Junger incomodava porque não tinha inibições morais. Fugiu de casa aos 17 anos e alistou-se na Legião Estrangeira. Construiu seus heróis com os restos do que sobrou de humano nessa espécie de besta da guerra, como o narrador anarquista de Eumeswil, acorrentado à mesa de seu tirano como testemunha impotente de um mundo decadente.
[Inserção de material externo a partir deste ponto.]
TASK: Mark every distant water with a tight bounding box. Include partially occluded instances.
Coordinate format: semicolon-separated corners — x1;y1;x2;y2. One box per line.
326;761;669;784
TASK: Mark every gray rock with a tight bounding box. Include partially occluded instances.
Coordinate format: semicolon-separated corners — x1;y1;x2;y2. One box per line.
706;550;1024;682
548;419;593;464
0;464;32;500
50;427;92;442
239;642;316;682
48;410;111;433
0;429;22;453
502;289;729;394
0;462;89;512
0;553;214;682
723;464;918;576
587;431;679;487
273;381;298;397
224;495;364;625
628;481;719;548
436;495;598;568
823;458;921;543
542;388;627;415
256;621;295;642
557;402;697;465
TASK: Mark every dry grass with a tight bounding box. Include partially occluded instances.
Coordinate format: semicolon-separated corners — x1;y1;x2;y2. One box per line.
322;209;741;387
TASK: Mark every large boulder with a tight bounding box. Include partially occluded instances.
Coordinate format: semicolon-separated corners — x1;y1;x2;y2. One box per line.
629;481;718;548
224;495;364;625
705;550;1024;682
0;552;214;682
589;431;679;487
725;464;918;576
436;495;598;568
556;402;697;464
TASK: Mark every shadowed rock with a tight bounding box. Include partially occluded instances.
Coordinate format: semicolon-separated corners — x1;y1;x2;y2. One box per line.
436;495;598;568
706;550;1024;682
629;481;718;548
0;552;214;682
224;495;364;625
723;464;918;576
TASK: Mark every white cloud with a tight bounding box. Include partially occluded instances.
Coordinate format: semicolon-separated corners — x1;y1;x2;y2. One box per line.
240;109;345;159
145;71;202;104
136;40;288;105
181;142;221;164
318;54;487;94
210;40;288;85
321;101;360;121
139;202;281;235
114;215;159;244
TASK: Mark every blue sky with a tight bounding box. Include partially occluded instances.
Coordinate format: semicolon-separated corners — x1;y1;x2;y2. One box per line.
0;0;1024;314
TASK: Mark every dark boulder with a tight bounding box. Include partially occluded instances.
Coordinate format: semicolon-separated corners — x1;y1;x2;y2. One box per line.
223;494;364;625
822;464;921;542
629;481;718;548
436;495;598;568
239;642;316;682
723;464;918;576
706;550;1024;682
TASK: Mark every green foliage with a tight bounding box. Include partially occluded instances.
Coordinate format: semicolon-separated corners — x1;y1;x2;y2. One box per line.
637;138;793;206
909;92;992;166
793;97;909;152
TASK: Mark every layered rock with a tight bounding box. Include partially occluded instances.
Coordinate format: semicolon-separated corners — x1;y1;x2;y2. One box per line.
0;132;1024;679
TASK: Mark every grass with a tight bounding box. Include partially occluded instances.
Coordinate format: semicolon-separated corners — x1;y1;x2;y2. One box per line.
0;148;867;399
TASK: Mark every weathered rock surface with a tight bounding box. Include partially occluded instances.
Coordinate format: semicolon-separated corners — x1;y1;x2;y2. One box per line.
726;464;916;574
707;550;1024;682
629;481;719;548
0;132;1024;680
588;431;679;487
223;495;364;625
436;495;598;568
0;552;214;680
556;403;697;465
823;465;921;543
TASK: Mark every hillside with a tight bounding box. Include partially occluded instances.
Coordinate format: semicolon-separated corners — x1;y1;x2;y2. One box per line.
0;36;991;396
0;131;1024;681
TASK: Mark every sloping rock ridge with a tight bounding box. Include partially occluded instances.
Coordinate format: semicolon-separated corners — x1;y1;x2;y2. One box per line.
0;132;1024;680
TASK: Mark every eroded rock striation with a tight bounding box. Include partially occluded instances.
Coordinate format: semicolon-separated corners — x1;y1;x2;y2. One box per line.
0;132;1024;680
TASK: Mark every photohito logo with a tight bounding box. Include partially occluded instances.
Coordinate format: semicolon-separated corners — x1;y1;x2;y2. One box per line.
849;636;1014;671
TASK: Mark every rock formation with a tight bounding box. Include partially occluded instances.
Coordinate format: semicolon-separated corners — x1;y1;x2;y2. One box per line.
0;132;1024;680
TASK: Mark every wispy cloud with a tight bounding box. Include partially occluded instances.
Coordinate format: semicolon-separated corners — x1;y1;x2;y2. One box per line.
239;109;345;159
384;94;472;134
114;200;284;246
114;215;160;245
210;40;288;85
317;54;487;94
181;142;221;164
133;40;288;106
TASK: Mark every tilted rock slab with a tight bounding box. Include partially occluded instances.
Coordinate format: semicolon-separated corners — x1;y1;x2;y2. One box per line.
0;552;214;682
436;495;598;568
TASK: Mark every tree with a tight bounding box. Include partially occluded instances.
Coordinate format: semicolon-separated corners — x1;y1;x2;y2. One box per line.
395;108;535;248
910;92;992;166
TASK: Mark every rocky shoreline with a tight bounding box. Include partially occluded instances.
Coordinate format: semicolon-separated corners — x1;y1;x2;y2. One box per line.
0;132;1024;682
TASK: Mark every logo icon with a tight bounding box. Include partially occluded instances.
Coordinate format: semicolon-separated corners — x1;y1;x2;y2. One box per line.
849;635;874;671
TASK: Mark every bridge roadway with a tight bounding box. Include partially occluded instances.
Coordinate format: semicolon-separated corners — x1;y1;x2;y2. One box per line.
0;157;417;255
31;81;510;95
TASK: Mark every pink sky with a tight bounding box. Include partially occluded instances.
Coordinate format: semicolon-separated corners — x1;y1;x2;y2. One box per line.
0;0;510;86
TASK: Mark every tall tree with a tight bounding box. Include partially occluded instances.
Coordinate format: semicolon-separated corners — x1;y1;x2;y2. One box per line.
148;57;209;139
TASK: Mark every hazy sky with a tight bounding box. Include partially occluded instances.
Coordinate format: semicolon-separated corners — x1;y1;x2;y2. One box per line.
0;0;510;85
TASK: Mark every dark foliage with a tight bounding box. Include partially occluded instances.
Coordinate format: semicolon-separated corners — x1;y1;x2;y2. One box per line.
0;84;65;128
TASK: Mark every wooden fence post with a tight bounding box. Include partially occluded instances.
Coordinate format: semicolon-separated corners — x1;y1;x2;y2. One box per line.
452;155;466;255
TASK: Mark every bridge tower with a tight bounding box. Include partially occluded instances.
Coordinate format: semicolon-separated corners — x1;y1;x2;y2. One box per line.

Mesmo seus detratores são obrigados a admitir que poucos escritores conseguiram neste século chegar à precisão narrativa ou à poderosa descrição de Junger, especialmente em Heliópolis, em que cria uma sociedade totalitária adotando como modelos tipos que conheceu muito bem, como Goebbels, ministro da Propaganda de Hitler, que, aliás, o detestava. Todos temos, com efeito, um lado diurno e um lado noturno, e alguns se transformam, com o crepúsculo, em pessoas diferentes, escreve em Eumeswil. Atire a primeira pedra quem não for assim.